The Fed loads up on securities but little else
admin | July 10, 2020
This document is intended for institutional investors and is not subject to all of the independence and disclosure standards applicable to debt research reports prepared for retail investors.
It started looking likely a month ago that growth in the Fed’s balance sheet would fall well short of prevailing projections. The evolution of the balance sheet since then underscores the point. The only meaningful expansion is the ongoing purchases of Treasuries and agency MBS. Most other items have contracted or held steady, and the overall size of the Fed’s balance sheet has declined. Moreover, unless the Fed tinkers with the Main Street Lending Facility to make it more attractive to banks and borrowers, there may not be much growth going forward aside from asset purchases.
Balance sheet from start to peak
The Fed balance sheet has jumped by $2.8 trillion from the launch of QE on March 11 to the peak of Fed balances on Jun 3 (Exhibit 1). The bulk of the expansion came from Fed purchases of Treasuries and agency MBS. The next largest increase reflected dollar swaps used to provide dollar liquidity to overseas banks through their central banks.
Exhibit 1: Limited growth in the Fed balance sheet outside of securities
The facilities created in response to the pandemic and its fallout generally had modest usage through June 3. At that time, however, the Municipal and Main Street Lending Facilities were just getting going, and there was still at least some hope that these programs would see substantial usage.
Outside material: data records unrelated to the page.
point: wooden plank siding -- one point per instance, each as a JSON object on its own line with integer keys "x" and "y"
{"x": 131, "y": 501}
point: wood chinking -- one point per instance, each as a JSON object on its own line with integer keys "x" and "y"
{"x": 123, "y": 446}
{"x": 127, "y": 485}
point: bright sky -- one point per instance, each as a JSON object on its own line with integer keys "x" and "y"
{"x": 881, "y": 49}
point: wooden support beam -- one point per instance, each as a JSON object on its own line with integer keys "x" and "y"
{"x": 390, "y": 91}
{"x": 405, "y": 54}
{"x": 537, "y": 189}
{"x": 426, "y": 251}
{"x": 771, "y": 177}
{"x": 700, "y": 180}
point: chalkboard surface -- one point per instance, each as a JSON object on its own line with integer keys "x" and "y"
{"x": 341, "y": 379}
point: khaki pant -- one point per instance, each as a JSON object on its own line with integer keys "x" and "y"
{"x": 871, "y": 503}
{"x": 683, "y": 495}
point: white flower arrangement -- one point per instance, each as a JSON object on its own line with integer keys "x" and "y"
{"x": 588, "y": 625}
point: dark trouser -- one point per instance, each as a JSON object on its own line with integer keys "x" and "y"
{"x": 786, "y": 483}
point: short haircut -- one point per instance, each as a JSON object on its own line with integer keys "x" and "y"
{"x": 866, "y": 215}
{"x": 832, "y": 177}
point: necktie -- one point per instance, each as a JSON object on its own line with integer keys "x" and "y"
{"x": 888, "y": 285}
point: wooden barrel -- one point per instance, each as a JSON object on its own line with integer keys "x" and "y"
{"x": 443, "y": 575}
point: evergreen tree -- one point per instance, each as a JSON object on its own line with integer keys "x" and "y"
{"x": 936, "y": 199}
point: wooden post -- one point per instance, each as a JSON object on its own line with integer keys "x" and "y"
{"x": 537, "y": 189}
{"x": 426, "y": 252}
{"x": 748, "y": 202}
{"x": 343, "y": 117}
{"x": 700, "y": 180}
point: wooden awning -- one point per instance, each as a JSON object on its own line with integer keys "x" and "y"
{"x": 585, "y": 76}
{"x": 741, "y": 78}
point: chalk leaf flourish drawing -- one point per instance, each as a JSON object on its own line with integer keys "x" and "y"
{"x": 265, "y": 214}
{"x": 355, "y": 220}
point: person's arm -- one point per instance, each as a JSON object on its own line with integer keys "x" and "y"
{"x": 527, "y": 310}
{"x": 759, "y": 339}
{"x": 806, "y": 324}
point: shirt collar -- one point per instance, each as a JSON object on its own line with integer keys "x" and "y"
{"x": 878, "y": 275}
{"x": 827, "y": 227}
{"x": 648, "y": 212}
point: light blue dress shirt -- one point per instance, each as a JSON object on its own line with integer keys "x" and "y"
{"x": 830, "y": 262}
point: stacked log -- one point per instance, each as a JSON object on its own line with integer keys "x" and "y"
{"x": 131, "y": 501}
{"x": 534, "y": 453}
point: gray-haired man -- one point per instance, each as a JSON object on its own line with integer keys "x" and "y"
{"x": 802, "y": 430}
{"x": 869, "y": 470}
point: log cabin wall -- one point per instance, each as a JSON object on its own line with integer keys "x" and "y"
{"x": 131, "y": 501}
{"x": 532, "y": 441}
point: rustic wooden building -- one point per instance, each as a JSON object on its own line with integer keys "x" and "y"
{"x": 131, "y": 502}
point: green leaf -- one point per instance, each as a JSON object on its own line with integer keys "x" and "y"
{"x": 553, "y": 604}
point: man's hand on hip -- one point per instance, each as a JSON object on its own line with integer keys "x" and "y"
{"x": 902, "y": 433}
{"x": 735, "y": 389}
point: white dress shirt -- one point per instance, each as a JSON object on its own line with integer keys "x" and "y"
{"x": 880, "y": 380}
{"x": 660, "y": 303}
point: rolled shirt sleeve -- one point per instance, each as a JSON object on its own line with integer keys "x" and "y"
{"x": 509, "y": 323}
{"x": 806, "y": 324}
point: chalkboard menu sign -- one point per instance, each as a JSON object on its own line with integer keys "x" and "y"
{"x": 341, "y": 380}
Since early June, the Fed’s balance sheet has been shrinking. Many of the programs that were created in the early days of the crisis to boost liquidity in markets have receded, as market functioning has returned to a more normal stance. Meanwhile, the Muni and Main Street facilities are not seeing much demand, and the Primary Corporate Credit Facility seems unlikely to get much interest either.
The Fed balance sheet has dropped by $244 billion since early June (Exhibit 2). The decline has been driven mainly by an unwinding of liquidity in the funding market. The NY Fed made the pricing of its repo offerings less attractive in June, reflecting the view that the market could stand on its own, and went from a major player to a last resort in the domestic repo market. In fact, as of last week, the Fed’s repo program has moved to zero take-up. Similarly, the central bank liquidity swaps outstanding has been cut by more than half over the past month, as 3-month swaps that were issued in the height of the funding crisis in March rolled off and were only partially replaced.
Exhibit 2: Federal Reserve Balance Sheet: Contraction
In addition, other programs that rolled out in March to bolster liquidity, such as liberalized discount window borrowing, the PDCF, and the Money Market Mutual Fund Liquidity Facility have begun to recede noticeably. The CPFF has not had any new issuance since early May, and the CP in the program will be rolling off in a matter of weeks.
Meanwhile, the new lending programs that the Fed rolled out to support the economy more broadly are, for the most part, proving to be duds. The Fed is programmatically buying a small amount of investment grade corporate paper, but even that is now tapering down, since that market is doing quite well and does not need Fed support. The Fed had been buying about $1.7 billion per week, first in ETFs and then in individual bonds, but the head of the NY Fed markets desk publicly noted this week that the pace is likely to slow going forward and indeed, already did so in the latest week. The Muni facility did one deal with the State of Illinois and has done no more. The TALF is finally open, but there has been just $250 million done.
The program with the greatest usage at the moment is the PPP Liquidity Facility, which allows banks to repo out their PPP loans for cash. Even that program, however, declined for the first time in the latest week, and, in any case, usage should dwindle once the government begins to forgive the PPP loans.
Finally, there is the Main Street Lending Facility. A month ago, there were murmurings that the program might see surprisingly low usage, as the terms were not especially favorable. Now, we know. Only a few hundred of the 11,000 banks in the U.S. have registered to make these loans, and businesses are not very excited to tap the facility. It is too soon to write the program off entirely, and the Fed is likely at some point to tweak the terms to strengthen participation, but for now, Main Street is unlikely to be a source of notable balance sheet growth.
Balance sheet outlook
This description of the landscape allows for a more precise projection of the size of the balance sheet going forward. The FOMC locked in a $120 billion per month asset purchase pace—$80 billion in Treasuries and $40 billion plus rollovers in agency MBS—in June, which, if maintained through year-end, would add about $700 billion to the balance sheet. Corporate bond purchases could add another $10 billion to $20 billion. The only other potential major source of expansion would be Main Street Lending. Let’s say for the sake of argument that Main Street sees $100 billion in lending, which may prove generous. Meanwhile, central bank liquidity swaps and other liquidity programs, including the PPP liquidity facility, are likely to contract, perhaps by around $200 billion. That would put the Fed’s balance sheet at the end of this year at around $7.5 trillion, just a few hundred billion dollars above the June peak. To provide perspective on how much of a shift that is from earlier expectations, the April survey of Primary Dealers by the NY Fed found that the median estimate of the balance sheet size as of September 30, 2020 was close to $9 trillion.